The odd thing is, even when I am getting this message when calling condor_status from matlab, I do not get the same response when doing it manually on the same machine outside of matlab at the same time. Generally I am running matlab via 'gnu screen' so I can log out. Matlab calls the condor_status command via it's 'system' command. The only thing I can think of is that Matlab might set up or clear environment variables in the shell in which it runs the commands which might affect this. I know, for example, matlab sets it's own LD_LIBRARY_PATH variable, because I had to clear this specially set path or else I get errors from condor which then can't find needed libraries.

It's difficult to replicate the error.

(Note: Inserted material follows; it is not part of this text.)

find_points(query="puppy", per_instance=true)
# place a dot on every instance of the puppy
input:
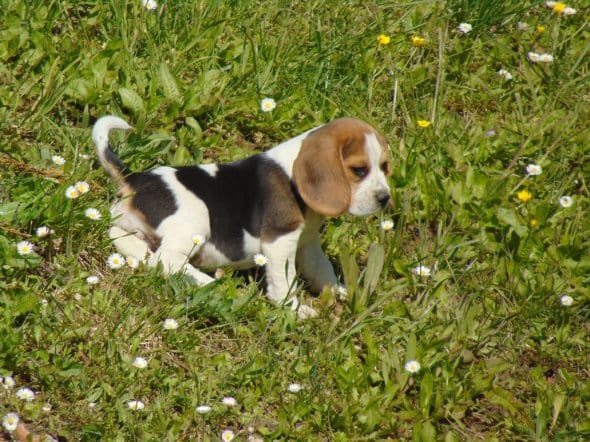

When/if it happens again I'll try to send the Collector Log.

I tried to set DEAD_COLLECTOR_MAX_AVOIDANCE_TIME using:

$ condor_config_val -set "DEAD_COLLECTOR_MAX_AVOIDANCE_TIME = 60"

but got:

Attempt to set configuration "DEAD_COLLECTOR_MAX_AVOIDANCE_TIME = 60" on master chameleon <127.0.0.1:44031> failed.

Instead I opened /etc/condor/condor_config

and added the line

DEAD_COLLECTOR_MAX_AVOIDANCE_TIME = 60

Is this right? I couldn't find DEAD_COLLECTOR_MAX_AVOIDANCE_TIME existing anywhere in this file already.

Finally, in case it's relevant:

$ condor_version
$CondorVersion: 8.0.5 Jan 14 2014 BuildID: Debian-8.0.5~dfsg.1-1ubuntu1 Debian-8.0.5~dfsg.1-1ubuntu1 $
$CondorPlatform: X86_64-Ubuntu_ $

The dead collector avoidance feature is intended for pools that have multiple collectors set up for fault tolerance. Daemons send their information to all of the collectors and queriers pick a random collector to contact. If one collector goes down, queriers will avoid it after failing to contact it for the first time. This feature isn’t useful when you only have one collector.

We’ve had another user report the same problem that you’re experiencing, occurring occasionally when they do thousands of queries. We haven’t been able to track down the cause yet.

Thanks and regards,
Jaime Frey
UW-Madison HTCondor Project